Global History Network
About the Network
What is Global History?
Global history—the search to understand how human societies have developed as an interactive community across the world – has come into its own as a scholarly enterprise at the beginning of the twenty-first century. Whether we describe the epoch in which we live as one, for example, of Asia’s reemergence, intensified migrations, religious revivals, an epidemic of social networking, or climate change that challenges us all, a global perspective on historical development is required to make sense of it. Spurred by ongoing processes of globalization and drawing on students and researchers better trained in languages and social science methods than ever before, global history flourishes as one of the most important developments in the discipline of history today.
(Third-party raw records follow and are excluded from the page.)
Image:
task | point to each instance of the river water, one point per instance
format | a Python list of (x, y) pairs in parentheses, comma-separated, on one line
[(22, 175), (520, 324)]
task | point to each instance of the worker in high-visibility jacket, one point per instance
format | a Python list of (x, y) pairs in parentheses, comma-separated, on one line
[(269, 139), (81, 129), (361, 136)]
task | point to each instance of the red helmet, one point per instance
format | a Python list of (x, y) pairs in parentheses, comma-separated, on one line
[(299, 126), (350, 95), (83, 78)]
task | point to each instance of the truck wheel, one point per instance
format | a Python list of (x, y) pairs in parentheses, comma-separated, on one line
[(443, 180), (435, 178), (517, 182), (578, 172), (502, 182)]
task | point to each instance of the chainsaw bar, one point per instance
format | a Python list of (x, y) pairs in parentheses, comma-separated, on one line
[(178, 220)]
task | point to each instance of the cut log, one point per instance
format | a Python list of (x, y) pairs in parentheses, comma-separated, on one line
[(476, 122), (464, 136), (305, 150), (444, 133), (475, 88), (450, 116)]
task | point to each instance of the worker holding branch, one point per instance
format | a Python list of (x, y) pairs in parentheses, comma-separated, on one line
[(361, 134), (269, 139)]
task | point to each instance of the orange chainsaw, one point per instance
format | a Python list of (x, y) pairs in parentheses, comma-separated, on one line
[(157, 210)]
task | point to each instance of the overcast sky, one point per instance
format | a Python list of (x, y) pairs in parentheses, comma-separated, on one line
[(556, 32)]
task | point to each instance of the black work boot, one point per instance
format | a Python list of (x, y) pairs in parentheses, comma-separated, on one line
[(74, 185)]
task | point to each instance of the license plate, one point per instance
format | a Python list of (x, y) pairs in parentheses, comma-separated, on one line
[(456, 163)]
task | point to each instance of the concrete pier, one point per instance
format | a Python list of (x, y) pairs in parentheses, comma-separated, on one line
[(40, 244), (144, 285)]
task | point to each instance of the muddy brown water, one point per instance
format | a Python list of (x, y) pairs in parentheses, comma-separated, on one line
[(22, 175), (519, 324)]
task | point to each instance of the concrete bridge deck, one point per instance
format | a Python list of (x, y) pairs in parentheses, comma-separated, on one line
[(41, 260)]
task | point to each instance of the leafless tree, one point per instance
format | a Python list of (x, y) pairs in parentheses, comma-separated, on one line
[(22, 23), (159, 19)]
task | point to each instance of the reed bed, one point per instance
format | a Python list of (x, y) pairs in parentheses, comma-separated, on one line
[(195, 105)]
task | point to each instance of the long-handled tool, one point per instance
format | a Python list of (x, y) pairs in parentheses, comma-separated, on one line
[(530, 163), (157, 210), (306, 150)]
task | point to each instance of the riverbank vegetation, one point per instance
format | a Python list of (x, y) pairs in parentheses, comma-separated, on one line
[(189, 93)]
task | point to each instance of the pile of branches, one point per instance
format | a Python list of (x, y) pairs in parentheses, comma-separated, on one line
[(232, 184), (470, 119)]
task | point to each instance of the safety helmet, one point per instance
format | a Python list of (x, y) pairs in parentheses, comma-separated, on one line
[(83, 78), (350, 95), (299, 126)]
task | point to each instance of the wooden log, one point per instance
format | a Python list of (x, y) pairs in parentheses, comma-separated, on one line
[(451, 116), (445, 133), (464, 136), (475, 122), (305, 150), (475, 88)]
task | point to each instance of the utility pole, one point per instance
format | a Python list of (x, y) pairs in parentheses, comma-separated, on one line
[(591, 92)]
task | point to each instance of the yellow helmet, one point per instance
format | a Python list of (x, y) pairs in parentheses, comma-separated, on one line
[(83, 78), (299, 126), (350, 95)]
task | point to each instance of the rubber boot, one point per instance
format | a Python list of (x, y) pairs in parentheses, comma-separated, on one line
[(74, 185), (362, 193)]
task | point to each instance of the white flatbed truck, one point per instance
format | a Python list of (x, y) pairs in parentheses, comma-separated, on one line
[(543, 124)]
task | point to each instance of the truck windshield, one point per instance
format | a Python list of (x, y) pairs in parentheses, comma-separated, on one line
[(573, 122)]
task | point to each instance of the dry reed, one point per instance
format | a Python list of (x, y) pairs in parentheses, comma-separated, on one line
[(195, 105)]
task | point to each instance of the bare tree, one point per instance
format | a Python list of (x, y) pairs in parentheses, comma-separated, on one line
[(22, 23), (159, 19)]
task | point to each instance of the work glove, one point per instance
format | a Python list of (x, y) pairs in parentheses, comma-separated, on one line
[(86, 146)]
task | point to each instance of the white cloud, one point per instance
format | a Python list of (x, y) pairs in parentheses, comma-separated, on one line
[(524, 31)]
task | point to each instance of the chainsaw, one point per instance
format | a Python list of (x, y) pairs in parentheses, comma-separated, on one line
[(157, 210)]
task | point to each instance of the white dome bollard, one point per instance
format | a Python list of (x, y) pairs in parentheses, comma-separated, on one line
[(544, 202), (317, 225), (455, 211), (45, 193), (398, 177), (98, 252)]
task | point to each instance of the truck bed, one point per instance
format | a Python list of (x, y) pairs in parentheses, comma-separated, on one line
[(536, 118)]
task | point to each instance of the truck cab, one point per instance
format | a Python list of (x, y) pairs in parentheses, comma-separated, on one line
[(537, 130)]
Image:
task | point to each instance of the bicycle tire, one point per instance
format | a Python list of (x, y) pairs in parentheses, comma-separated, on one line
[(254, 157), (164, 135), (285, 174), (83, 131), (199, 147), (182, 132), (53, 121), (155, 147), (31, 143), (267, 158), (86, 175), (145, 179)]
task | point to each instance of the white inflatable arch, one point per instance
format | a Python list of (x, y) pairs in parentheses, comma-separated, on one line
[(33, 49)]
Indeed, globalization, in its contemporary sense, has a history of its own, which ultimately will contribute to the process that it studies.
Global history approaches do not dilute the understanding of particular national narratives, but in fact enhance them. Self-enclosed national histories tend often to celebrate their countries’ supposed exceptionalism, or conversely propose their respective outcomes as the norm for developmental tendencies. Using global history to bring one’s own society into focus thus demonstrates that the approach does not abolish differentiation, but allows the distinctions that persist in diverse human communities to be put in a framework that best illuminates the continuing tension between the similar and the different, genus and species, that has served since antiquity as a basis for systematic knowledge. It allows historians to apply analogy with more refinement and to communicate more intensively with the other social sciences, such as anthropology, sociology, political science and economics.
Who We Are
The Global History Network brings global historians worldwide into a sustained conversation. With a member on every continent, the Network embeds the study of global history in a collaboration of like-minded institutions around the globe. Global history, or the analysis of the interconnections—cultural, economic, ecological and demographic—among world societies, is a one of the most important developments in the field today. The Network provides a structure for exchange of ideas by allowing PhD students to spend a semester with a partner institution, as well as organizing conferences and facilitating joint teaching and faculty exchanges. Global history is in fact a global activity, and we hope to play a key role in helping to shape this cooperative endeavor.
The Global Network is partially funded by a grant from the Volkswagen Foundation.